Hey there, time traveller!
This article was published 20/11/2012 (1732 days ago), so information in it may no longer be current.
OTTAWA -- Canada's food supply will be safer due to new food-safety legislation passed Tuesday, Agriculture Minister Gerry Ritz says.
Bill S-11 will raise penalties for violating safety standards from $250,000 to as much as $5 million, improve the ability to trace food through the supply system when a recall is necessary, improve record-keeping from food-production facilities and give food inspectors more power to ensure companies provide the documents in readable formats.
"Food safety continues to be our top priority," Ritz said.

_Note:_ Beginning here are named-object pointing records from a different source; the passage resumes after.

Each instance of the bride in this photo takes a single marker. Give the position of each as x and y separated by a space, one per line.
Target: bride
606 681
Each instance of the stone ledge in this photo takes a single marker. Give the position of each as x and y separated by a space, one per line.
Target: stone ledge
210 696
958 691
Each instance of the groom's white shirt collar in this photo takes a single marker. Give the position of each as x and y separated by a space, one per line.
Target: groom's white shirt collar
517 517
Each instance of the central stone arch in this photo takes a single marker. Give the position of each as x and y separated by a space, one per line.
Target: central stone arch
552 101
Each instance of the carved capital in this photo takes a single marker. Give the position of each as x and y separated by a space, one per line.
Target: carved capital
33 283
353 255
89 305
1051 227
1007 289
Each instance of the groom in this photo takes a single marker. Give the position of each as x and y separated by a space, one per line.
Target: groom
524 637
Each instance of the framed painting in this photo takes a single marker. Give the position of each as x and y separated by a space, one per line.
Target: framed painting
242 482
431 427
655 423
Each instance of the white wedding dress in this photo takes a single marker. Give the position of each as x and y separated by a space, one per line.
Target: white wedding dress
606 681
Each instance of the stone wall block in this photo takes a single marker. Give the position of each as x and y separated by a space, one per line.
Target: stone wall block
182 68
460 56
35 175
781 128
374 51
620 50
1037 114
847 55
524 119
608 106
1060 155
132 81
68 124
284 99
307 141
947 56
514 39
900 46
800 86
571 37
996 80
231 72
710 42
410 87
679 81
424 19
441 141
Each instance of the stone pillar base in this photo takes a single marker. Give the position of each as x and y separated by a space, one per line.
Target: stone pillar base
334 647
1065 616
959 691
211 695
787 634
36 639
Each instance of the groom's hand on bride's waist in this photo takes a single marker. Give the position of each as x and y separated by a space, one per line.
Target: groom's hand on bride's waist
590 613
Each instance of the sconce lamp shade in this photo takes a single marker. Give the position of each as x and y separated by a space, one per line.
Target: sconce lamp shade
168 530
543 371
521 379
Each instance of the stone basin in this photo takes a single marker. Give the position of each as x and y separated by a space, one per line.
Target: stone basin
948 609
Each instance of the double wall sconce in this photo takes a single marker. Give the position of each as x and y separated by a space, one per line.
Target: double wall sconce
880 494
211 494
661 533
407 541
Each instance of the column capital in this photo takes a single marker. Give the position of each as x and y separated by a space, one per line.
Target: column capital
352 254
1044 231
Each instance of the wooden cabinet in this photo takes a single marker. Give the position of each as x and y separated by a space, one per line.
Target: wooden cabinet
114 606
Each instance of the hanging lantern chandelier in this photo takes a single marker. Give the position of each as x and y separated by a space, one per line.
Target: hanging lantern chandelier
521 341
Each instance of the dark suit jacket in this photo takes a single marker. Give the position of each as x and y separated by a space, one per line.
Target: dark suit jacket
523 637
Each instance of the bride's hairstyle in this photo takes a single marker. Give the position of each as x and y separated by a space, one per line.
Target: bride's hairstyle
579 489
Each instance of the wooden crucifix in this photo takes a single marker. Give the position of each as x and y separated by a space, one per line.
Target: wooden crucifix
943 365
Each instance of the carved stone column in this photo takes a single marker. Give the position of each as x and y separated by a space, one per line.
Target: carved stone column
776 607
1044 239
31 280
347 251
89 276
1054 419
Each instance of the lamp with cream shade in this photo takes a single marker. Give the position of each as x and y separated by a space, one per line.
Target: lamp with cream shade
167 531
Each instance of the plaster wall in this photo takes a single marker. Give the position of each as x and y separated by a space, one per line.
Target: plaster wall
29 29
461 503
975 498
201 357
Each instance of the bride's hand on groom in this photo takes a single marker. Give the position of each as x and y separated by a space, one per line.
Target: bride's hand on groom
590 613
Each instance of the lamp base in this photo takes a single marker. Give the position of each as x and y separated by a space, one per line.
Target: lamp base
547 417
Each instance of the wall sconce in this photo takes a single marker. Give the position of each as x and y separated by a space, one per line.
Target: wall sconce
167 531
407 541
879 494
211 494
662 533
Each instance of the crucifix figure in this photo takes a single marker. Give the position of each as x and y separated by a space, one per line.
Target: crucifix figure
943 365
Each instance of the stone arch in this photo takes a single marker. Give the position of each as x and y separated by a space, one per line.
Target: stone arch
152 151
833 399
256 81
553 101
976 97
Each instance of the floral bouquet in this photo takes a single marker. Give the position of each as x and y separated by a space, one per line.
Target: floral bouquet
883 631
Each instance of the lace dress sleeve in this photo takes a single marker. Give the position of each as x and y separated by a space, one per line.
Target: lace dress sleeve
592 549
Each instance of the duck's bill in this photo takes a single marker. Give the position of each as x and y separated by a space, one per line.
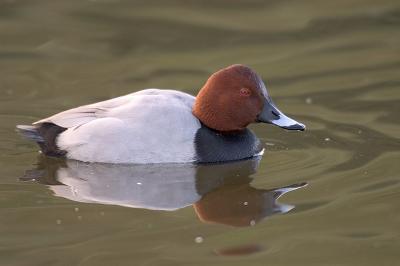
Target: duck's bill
272 115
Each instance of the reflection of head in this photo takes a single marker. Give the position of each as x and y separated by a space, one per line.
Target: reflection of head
221 193
241 204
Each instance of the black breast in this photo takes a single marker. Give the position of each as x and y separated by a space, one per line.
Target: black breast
213 146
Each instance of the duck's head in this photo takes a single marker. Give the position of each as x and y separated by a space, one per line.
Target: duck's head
236 96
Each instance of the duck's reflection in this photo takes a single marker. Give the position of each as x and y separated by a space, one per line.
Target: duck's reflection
220 193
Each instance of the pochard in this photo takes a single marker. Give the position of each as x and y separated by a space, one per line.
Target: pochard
166 126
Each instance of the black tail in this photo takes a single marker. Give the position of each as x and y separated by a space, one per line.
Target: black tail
45 136
30 132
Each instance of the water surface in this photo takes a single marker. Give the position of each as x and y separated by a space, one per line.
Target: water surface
333 66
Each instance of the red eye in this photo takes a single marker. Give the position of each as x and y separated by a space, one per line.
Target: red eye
245 92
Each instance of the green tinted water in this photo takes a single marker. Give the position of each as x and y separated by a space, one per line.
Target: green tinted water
332 65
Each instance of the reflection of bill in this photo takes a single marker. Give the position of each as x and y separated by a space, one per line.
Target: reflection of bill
220 193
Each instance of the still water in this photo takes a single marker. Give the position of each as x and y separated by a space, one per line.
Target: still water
333 65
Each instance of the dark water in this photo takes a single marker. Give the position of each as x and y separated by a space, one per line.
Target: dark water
333 65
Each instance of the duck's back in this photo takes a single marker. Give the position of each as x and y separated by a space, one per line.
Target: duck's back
150 126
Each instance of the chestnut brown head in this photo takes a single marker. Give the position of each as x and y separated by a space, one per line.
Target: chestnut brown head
236 96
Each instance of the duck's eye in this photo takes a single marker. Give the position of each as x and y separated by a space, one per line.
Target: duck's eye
245 91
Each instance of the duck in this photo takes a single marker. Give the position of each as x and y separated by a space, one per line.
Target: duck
166 126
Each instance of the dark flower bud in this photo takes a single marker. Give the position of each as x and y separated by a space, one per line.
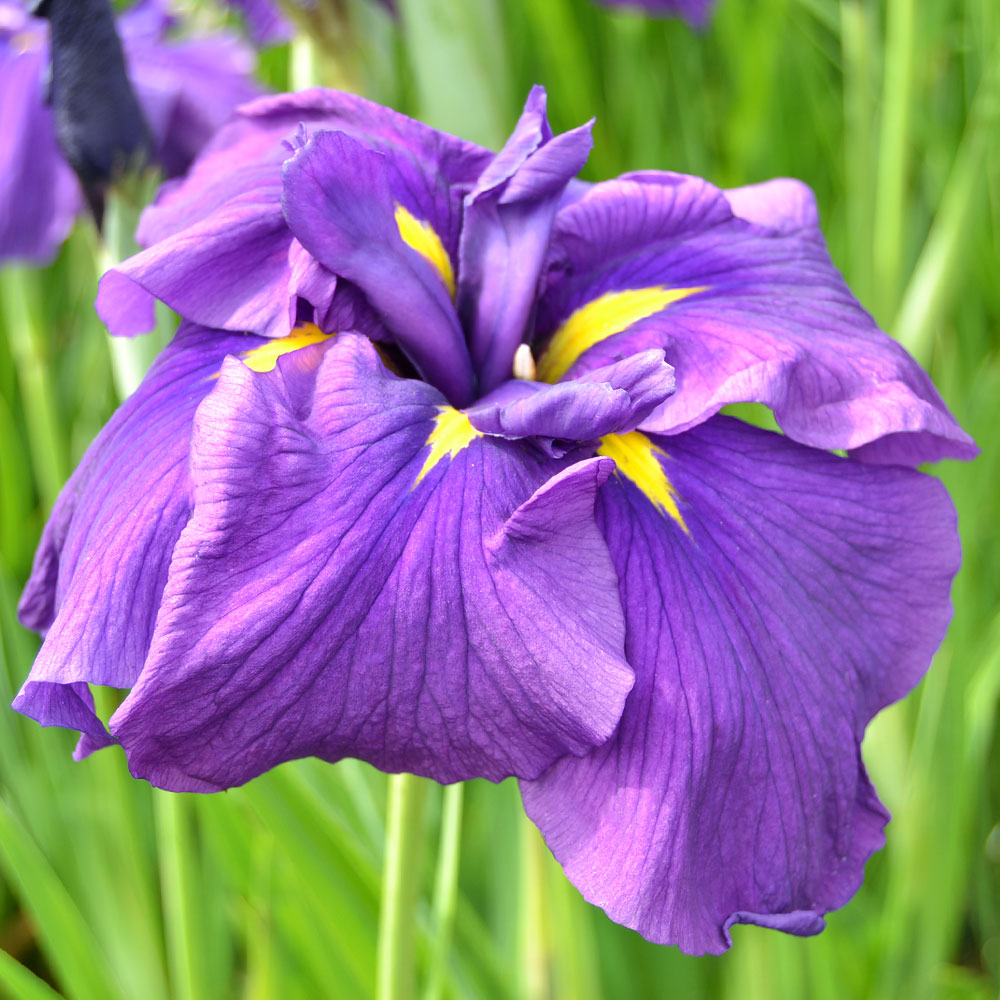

The passage of the legislation, introduced last spring, comes just after the largest food recall in Canadian history. In September and October, nearly 2,000 beef products linked to the XL Foods plant in Brooks, Alta., were recalled due to E. coli contamination. Eighteen illnesses have been traced to the tainted beef. The plant was closed for more than a month while it addressed food-safety concerns.
The federal government was criticized for not acting fast enough, as it took more than 10 days to issue a recall after the first positive E. coli test. Opposition parties questioned why it took so long to figure out the contaminated beef had ended up in the food supply.
A reason for the delay was the difficulty for food inspectors to get timely and readable reports on food safety. Ritz said this bill will make sure inspectors can get the reports they need and in a format they can easily read "without taking days to analyze."
More than a dozen recalls were issued over several weeks, partly because of the difficulty in tracing food products once they left the southern Alberta plant. Bill S-11 will establish a better map to trace every step a food product takes between producer and consumer.
Ritz said the majority of food recalls in Canada involve imported foods. The bill will require food importers to register with the Canadian Food Inspection Agency to help trace products once they arrive in Canada.
He said the bill was not tailored to the XL Foods situation, as it was tabled last spring, but it did deal with gaps that were identified before the XL Foods incident, which became apparent once the recall was ordered.